Resolving discrepancies in bang-time predictions for indirect-drive ICF experiments on the NIF: Insights from the Build-A-Hohlraum campaign

TL;DR

This paper investigates the persistent discrepancy between measured and simulated x-ray drive in NIF ICF experiments, identifying errors in NLTE emission modeling as a key factor and proposing opacity adjustments to improve predictions.

Contribution

It provides new evidence that NLTE emission modeling errors significantly contribute to drive discrepancies and suggests specific opacity modifications to improve simulation accuracy.

Findings

Measured bang-times are 400-700 ps later than simulations.

X-ray emission in 2-4 keV is 30% lower than predicted.

Applying an opacity multiplier reduces the bang-time discrepancy from 300 ps to 100 ps.

Abstract

This study investigated discrepancies between measured and simulated x-ray drive in Inertial Confinement Fusion (ICF) hohlraums at the National Ignition Facility (NIF). Despite advances in radiation-hydrodynamic simulations, a consistent "drive deficit" remains. Experimentally measured ICF capsule bang-times are systematically 400-700 ps later than simulations predict. The Build-A-Hohlraum (BAH) campaign explored potential causes for this discrepancy by systematically varying hohlraum features, including laser entrance hole (LEH) windows, capsules, and gas fills.

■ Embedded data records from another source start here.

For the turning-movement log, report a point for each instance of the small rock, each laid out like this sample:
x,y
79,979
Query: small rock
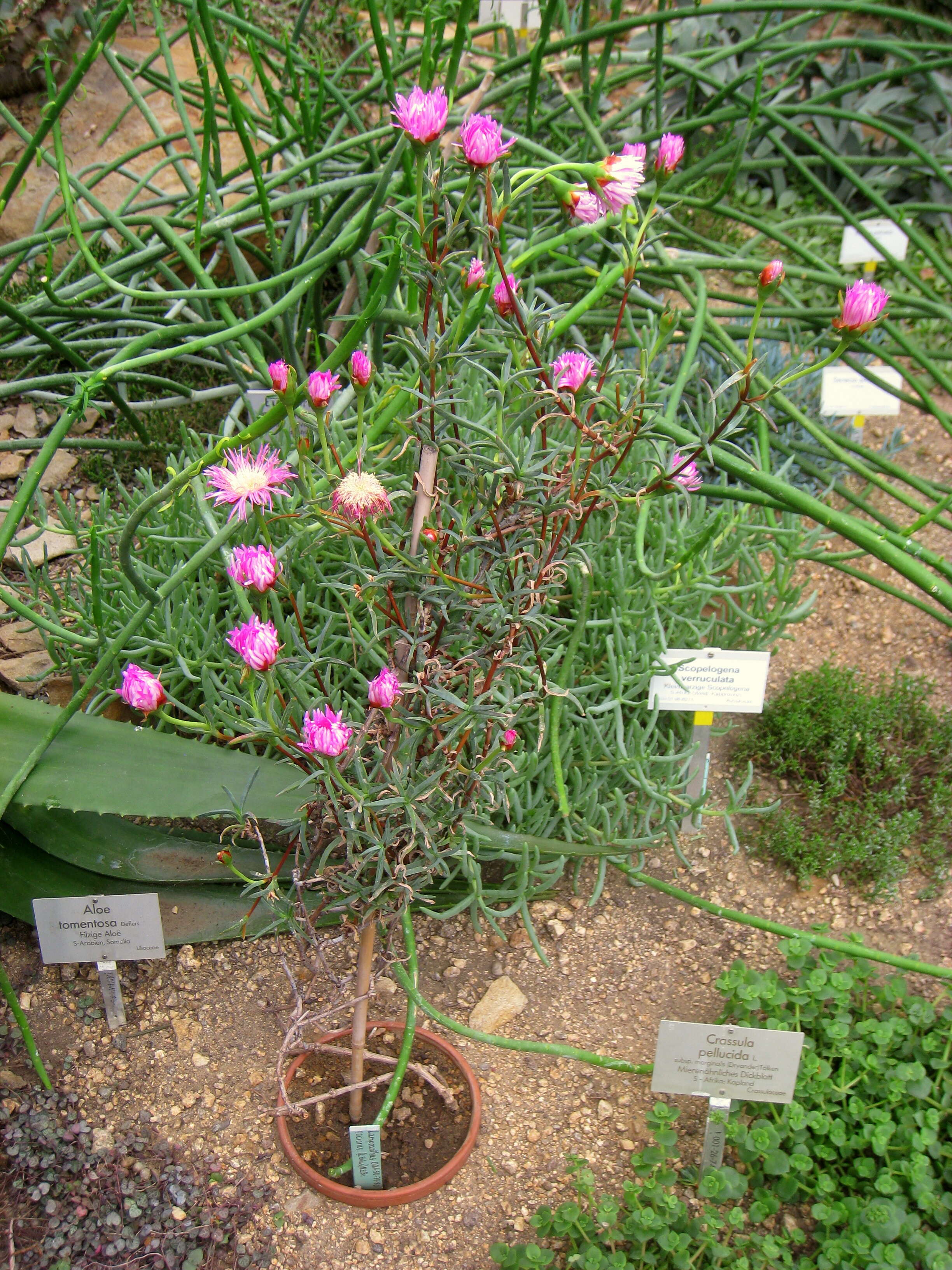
x,y
24,675
500,1004
103,1140
26,422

Overall, the agreement between simulated and experimental x-ray drive was found to be largely unaffected by these changes. The data allows us to exclude some hypotheses put forward to potentially explain the discrepancy. Errors in the local thermodynamic equilibrium (LTE) atomic modeling, errors in the modeling of LEH closure and errors due to a lack of plasma species mix physics in simulations are shown to be inconsistent with our measurements. Instead, the data supports the hypothesis that errors in NLTE emission modeling are a significant contributor to the discrepancy. X-ray emission in the 2 - 4 keV range is found to be approximately 30% lower than in simulations. This is accompanied by higher than predicted electron temperatures in the gold bubble region, pointing to errors in non-LTE modeling. Introducing an opacity multiplier of 0.87 on energy groups above 1.8 keV improves agreement with experimental data, reducing the bang-time discrepancy from 300 ps to 100 ps. These results underscore the need for refined NLTE opacity models to enhance the predictive power of hohlraum simulations.